The situation for type I collagen is quite different. Type I collagen mRNA could already be detected at low levels by stage 18. During the development of the limb, the levels of type I collagen mRNA remained more or less constant. However, the distribution of type I collagen mRNA does not entirely correspond with the pattern of type I collagen protein synthesis. Thus, type I collagen protein is present throughout the bud up to stage 25 (Dessau et al. 1980) but is, thereafter, progressively lost from the cartilage matrix in the core of the bud, until from stage 28 onwards it is undetectable (Von der Mark et al. 1976b; Dessau et al. 1980). In contrast, we find no significant decrease in the levels of type I collagen mRNA in the core of the wing bud between stages 24 and 29 (Figs 3E,H,K, 4A). Indeed, on a cellular basis the levels of mRNA here are similar to those of the surrounding mesenchyme which does synthesize type I collagen protein. This is so even at 10 days, for there are significant levels of type 1 collagen mRNA in the mature cartilage of the leg. These surprising results suggest that the control of expression of type I collagen protein may be at the level of translation or, since in situ hybridization will detect both mature mRNA and precursor forms, of RNA processing. This agrees with the RNA blotting data of Kosher et al. (1986), who detected substantial levels of type I collagen mRNA in 7-day limb cartilage and 12-day sternal cartilage, drawing attention to the possible importance of translational control of type I collagen synthesis in these tissues.

Kosher et al. (1986), using RNA-blot hybridization analysis, found low but detectable levels of type II collagen mRNA at stage 18. We were unable to detect type II collagen mRNA at this stage, leaving open the question as to whether post-transcriptional mechanisms control type II collagen synthesis at this early stage. Further support for control of type II collagen expression at the level of transcription and mRNA accumulation comes from our recent results in which the inhibition of cartilage formation in micrornass culture by ectoderm, described by Solursh (1984), is associated with the absence of mRNA for type II collagen (B. Gregg & C. Devlin, unpublished data).

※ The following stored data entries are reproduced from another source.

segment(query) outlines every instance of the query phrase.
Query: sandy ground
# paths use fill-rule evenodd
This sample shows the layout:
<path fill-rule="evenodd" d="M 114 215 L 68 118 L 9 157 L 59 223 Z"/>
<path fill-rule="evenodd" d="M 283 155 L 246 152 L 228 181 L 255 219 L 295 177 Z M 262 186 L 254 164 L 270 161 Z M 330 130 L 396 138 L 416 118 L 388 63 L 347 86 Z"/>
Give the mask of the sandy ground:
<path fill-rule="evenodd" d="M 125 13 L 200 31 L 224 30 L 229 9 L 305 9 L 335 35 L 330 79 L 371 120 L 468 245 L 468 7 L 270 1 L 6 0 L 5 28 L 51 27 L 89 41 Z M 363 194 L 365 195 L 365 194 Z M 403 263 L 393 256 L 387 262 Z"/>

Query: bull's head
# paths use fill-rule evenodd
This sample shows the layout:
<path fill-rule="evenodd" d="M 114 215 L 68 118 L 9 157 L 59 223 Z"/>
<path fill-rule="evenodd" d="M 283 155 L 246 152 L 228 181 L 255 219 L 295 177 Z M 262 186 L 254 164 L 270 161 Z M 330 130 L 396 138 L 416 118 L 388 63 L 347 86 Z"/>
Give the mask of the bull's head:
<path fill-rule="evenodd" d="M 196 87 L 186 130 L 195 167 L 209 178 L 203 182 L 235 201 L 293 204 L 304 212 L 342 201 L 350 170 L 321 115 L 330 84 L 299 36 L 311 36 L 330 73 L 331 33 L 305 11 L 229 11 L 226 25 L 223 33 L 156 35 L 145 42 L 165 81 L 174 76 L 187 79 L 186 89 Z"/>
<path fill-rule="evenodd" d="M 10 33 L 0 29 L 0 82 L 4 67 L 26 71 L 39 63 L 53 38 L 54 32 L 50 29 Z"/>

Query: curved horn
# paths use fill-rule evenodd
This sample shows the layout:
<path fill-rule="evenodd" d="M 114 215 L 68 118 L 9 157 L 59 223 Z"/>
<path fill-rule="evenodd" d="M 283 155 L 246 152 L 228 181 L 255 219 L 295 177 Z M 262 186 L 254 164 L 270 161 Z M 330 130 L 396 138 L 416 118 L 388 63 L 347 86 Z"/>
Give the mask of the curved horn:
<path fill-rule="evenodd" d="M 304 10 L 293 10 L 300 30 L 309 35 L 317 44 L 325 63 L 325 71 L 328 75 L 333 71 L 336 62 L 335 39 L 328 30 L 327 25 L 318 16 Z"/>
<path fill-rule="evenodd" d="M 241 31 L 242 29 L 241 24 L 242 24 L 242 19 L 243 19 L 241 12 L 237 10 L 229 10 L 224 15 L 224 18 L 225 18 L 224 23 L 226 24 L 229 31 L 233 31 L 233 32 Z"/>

Drawing these results together, it is clear that the laying down of type I and type II collagen in the extracellular matrix during limb bud development involves the complex regulation of expression of the corresponding genes, not only at the level of transcription and/or mRNA accumulation but also, in the case of type I collagen at least, at the level of RNA processing and/or translation.

This work was supported by a grant from the Nuffield Foundation. E. R. Taylor is the recipient of a Medical Research Council studentship.